In the darkest and bleakest of L.A. gyms, trainer Frankie Dunn reluctantly agrees to coach a spunky amateur boxer named Maggie Fitzgerald. What she lacks in talent (at least initially) she more than makes up for with single-minded determination. But as Maggie wins fight after fight, Frankie realizes she’s begging for a title match—and he’s not sure he can risk wounds to her pride or safety.
More than anything else, Baby represents a conventional story well-told, finding its greatest successes in its smallest moments. It achieves more genuine human connection by showing Frankie stitching up Maggie’s eye than from by heavy-handed boxing metaphor in its script. Frankie and Maggie forge a bond that transcends trainer-boxer and assumes father-daughter implications. Eastwood and Swank have a natural chemistry that is built as much on tension as on collaboration.

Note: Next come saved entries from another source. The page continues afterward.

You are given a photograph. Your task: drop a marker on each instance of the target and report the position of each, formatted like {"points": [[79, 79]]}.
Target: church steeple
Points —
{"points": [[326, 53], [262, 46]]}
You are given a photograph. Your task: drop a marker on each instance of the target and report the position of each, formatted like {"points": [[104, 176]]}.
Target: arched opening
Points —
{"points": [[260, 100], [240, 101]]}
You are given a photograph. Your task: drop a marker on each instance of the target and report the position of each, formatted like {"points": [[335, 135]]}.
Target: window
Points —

Yet while reliably delivered by Morgan Freeman, much of the voiceover feels superfluous. And the script contains some ill-conceived subplots, including a shot at redemption for Freeman’s “Scrap-Iron” Dupris and an unpleasant run-in with Maggie’s hillbilly family. The villains are conceived as cartoons, which serves narrative convenience and little else. I only point out these flaws because the central relationship works so well.
The film might have probed explore the ambiguity of later plot developments, but by the end of Eastwood’s film we’re left with a solid, moving tale that doesn’t usually have to strain for authenticity. The seeming “female version of Rocky” carves out its own niche as a human interest story masquerading as a boxing picture.